Do these aches and pains serve as a wake up call for your poor insane friend? NO! Instead I'm sure that the chest pain is lung cancer, my tight throat is some form of throat cancer, and my anxiety intensifies.

Do you have a picture in your head yet?

"Why don't you go to a doctor and have your fears put to rest?" I'm sure I hear you asking... Because if I go to a doctor he's going to tell me how very sick I am, and then I'd more than likely have a breakdown (I know you're seeing the irony LOL).

I knew I was having problems with anxiety, but knowing wasn't making my problems go away unfortunately. Fortunately I do have a wonderful doctor. When I finally went in (for an allergy; you didn't really think I'd make an appointment for my anxiety did you? lol) and mentioned I was having some problems dealing with life, he was very kind, and didn't call me a nut , nor did he send me to see a shrink (which I wouldn't have done anyway). He just let me know that I was not all that abnormal, and that in some people a traumatic (have I mentioned that John almost died a year ago this week?) event can trigger a serotonin imbalance. In some people it manifests as depression, in others, anxiety. So I just need to reset the serotonin processors in my brain, and then I'll be back to my normal, lovable, unmedicated self (no comments John) in about a year.

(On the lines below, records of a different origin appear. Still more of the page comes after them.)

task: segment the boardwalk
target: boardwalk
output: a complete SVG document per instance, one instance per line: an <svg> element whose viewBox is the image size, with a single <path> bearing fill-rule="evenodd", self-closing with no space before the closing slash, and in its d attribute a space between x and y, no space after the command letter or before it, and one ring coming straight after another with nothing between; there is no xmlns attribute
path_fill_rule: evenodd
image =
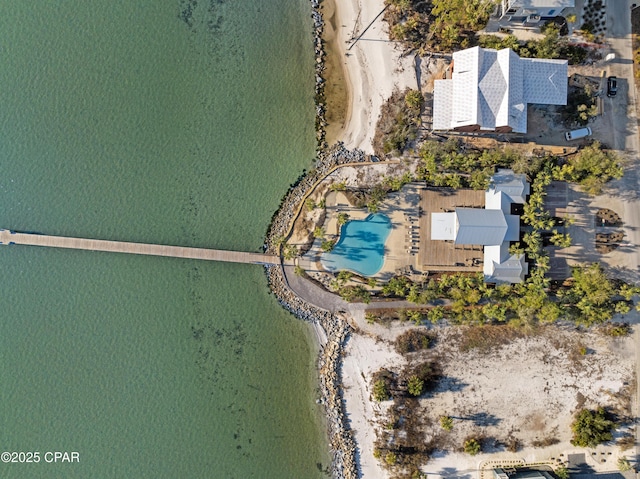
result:
<svg viewBox="0 0 640 479"><path fill-rule="evenodd" d="M112 253L144 254L151 256L167 256L172 258L203 259L208 261L225 261L228 263L276 264L280 258L260 253L241 251L225 251L206 248L185 248L182 246L166 246L146 243L129 243L125 241L105 241L66 236L48 236L33 233L16 233L0 229L0 244L48 246L50 248L82 249L88 251L107 251Z"/></svg>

Now those of you who have dealt with anxiety are all nodding your heads. Your anxiety may not have manifested in the same way mine did, but you know those feelings of terror and helplessness as you watch your world spin out of control. Those of you who are lucky enough not to have ever dealt with this in your life, just think I'm crazy. LOL That's ok, I'm dealing with this now, and I don't mind if people think I'm crazy. The important thing is that if you're dealing with this, or something similar. Get help! I can't stress that enough. I don't know why I waited so long. There's no shame in asking for help so that you can learn to control it on your own. You'll feel so much better when all is said and done.

So those are the big things that have been going on in my life the last couple of months. Nothing too entertaining or amusing (though as I look back I'm beginning to see the humor in the anxiety), but just real life junk.

You know how it is...
*Hugs*

1 comment:

Vicki Hook said...

Wow Anne, it's good to see you "venting"! And glad you're turning things around! HUGS!